My wife tells me she knew she could marry me when I hired a cleaning service for my apartment first year of medical school. It’s not that I’m a neat freak but she appreciated that even as poor as I was as a first-year student, I was willing to spend $30/week to buy back time. Buying back even one hour each week can improve quality of life more than we realize. Time is a finite currency—spend it wisely.
- Do One Thing for Your Future Financial Self
Financial stress is one of the most underappreciated contributors to burnout among physicians. The stakes feel high, the decisions are complex, and the margin for error seems unforgiving.
This year, choose one meaningful financial improvement:
- increase retirement contributions,
- review your insurance coverage,
- automate an investment account,
- create or update a will,
- meet with a trusted advisor,
- pay down a specific loan,
- or build a small emergency fund.
You don’t need to overhaul your financial life in one year. But one action—just one—can create stability that pays dividends far beyond 2025.
- Set One Personal Goal That Has Nothing to Do With Medicine
Emergency medicine is a calling—but it is not an identity. Too many of us tie our self-worth to our productivity, our clinical performance, or the chaos we manage daily.
This year, choose a goal that exists entirely outside of medicine.
Learn an instrument. Train for a race. Travel somewhere new. Build something. Write something. Volunteer. Start a hobby you loved before medical school and abandoned somewhere between Step exams and overnight shifts.
A friend I used to run with is running the 6 World Marathon Majors and I’m so jealous. She’s exercising, traveling with purpose, and has another meaningful identity outside of emergency medicine. Reconnect with a part of yourself that has nothing to do with patient care. It will make you a better physician—but more importantly, a fuller human being.
- Invest in Personal and Professional Growth Through Coaching
Emergency physicians spend years mastering clinical decision-making, but far less time developing the leadership, communication, and emotional intelligence skills that make the job sustainable — and make us better colleagues, partners, and humans.
This year, consider engaging an executive or leadership coach (yes, even if things are “fine”). Coaching isn’t about fixing something that’s broken; it’s about expanding your potential, sharpening your self-awareness, and improving the way you lead both inside and outside the hospital.

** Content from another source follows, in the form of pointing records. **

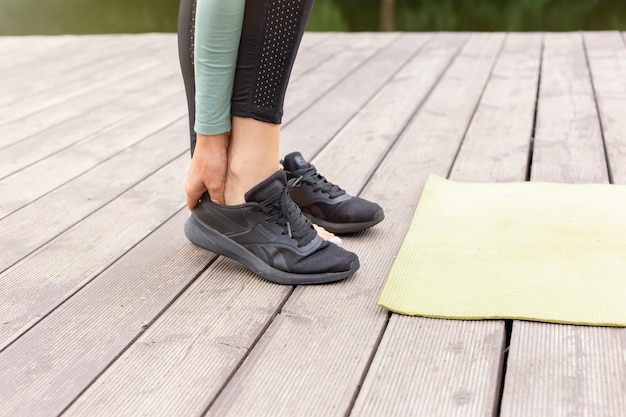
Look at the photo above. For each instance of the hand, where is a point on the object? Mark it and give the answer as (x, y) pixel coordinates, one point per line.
(208, 169)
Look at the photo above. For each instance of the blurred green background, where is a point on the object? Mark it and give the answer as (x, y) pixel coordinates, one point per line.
(47, 17)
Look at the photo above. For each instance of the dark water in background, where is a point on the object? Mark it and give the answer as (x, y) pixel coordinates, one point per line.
(19, 17)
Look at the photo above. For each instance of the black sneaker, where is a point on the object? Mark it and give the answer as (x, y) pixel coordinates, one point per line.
(325, 203)
(269, 235)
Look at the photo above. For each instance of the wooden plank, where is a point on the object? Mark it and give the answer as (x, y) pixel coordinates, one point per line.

Whether you want to navigate conflict better, improve team dynamics, grow as a director, or simply find more clarity in your career, coaching provides structured, confidential support that accelerates growth. Think of it as investing in the part of yourself that doesn’t show up on the shift schedule but affects every shift you work.
Closing Thoughts
Emergency medicine demands resilience, adaptability, and emotional endurance. But we also need reflection, recovery, and intentional living. These ten resolutions aren’t about perfection or reinvention. They are about course correction—small, strategic choices that make the job more sustainable and life more satisfying.
You don’t need all ten. Choose two or three. Let them shape your habits and perspective in the new year. Over time, tiny changes create meaningful transformation.
And remember: the goal of a resolution isn’t to become a different person. It’s to become a healthier version of the one who already shows up every day, in an unpredictable environment, doing extraordinary work.